The metrics you should look at depend on the comparison purpose. If you want to evaluate overall project profitability, annual energy is important. If you want to assess design efficiency, energy per unit capacity and PR matter. To check loss factors, you need to read the Loss Diagram breakdown. To confirm the reasonableness of installation conditions, you must verify assumptions like azimuth, tilt, irradiance, shading, and temperature conditions.

Comparing PVSyst reports is not just about “which plan generates the most,” but about interpreting “why that plan yields that energy.” In practice, you must confirm not only the magnitude of energy differences but whether those differences are reasonable from a design perspective, whether input conditions are correct, whether losses are set too high or too low, and whether the results are explainable.

When comparing reports prepared by multiple analysts in particular, differences in modeling philosophy can greatly affect results. Even for the same site and apparent equipment capacity, discrepancies in chosen weather data, terrain conditions, shading settings, wiring losses, soiling losses, temperature losses, transformer losses, and auxiliary losses will change outcomes. Therefore, report comparisons should not only line up result numbers side by side but also compare underlying assumptions and loss conditions.

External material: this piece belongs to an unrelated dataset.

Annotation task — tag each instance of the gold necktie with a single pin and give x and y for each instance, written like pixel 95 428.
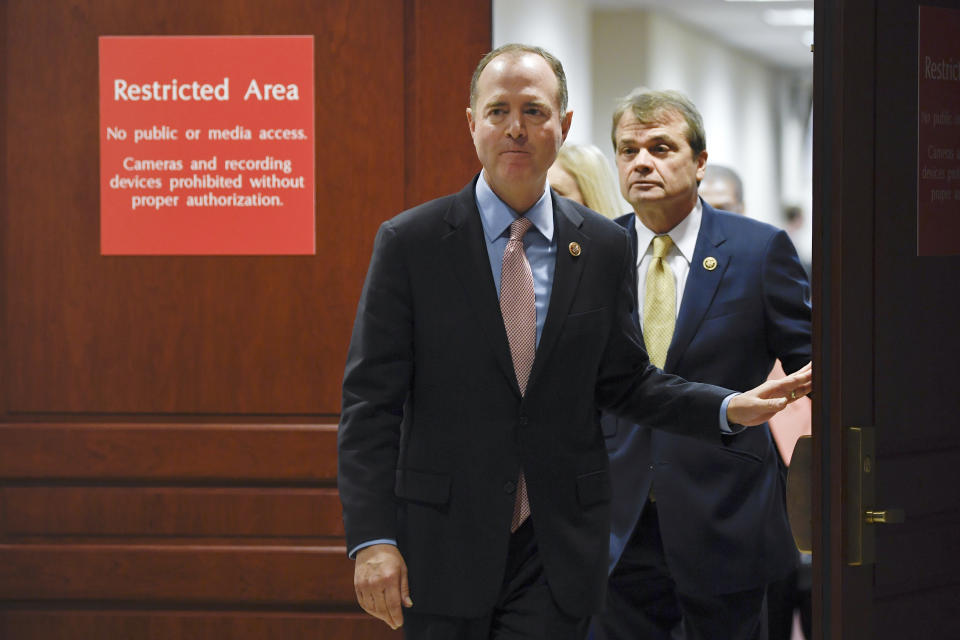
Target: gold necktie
pixel 659 303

How to read comparisons 1: Check whether the assumptions are aligned

The first thing to verify in PVSyst report comparisons is whether the assumptions are aligned. Comparing energy or PR when assumptions differ makes it impossible to determine whether differences stem from design variations or input differences.

First, check the project location information. Latitude, longitude, elevation, time zone, and the reference point for weather data can significantly alter available irradiance and temperature conditions. In mountainous areas, snowy regions, coastal zones, or areas with elevation differences, small location differences can change the interpretation of weather conditions. When comparing proposals, confirm that the same site conditions are used.

Next, verify the weather data conditions. Annual global horizontal irradiance, diffuse irradiance, ambient temperature, and wind speed directly affect generation. When comparing reports that use different weather data, part of the generation difference arises from the weather data rather than design differences. Therefore, as a rule, use the same weather data when comparing design proposals. If different weather data are used, explicitly show irradiance and temperature differences when comparing.

Always confirm equipment capacity. PVSyst reports show DC capacity, AC capacity, DC/AC ratio, number of modules, string configuration, and the number and capacity of conversion equipment. A plan with larger annual energy may simply have a larger DC capacity. When comparing proposals with different capacities, you should look at generation per kW or per kWp, not just annual energy.

Module installation conditions are also important comparison items. Azimuth, tilt, racking pitch, installation height, relationship with terrain, array orientation, and the presence of inter-row shading greatly affect generation characteristics. For example, increasing tilt may improve winter irradiance capture but affect summer performance, morning/evening shading, wind load, and land-use efficiency. Shifting orientation away from due south not only affects annual energy but also changes the distribution of generation throughout the day.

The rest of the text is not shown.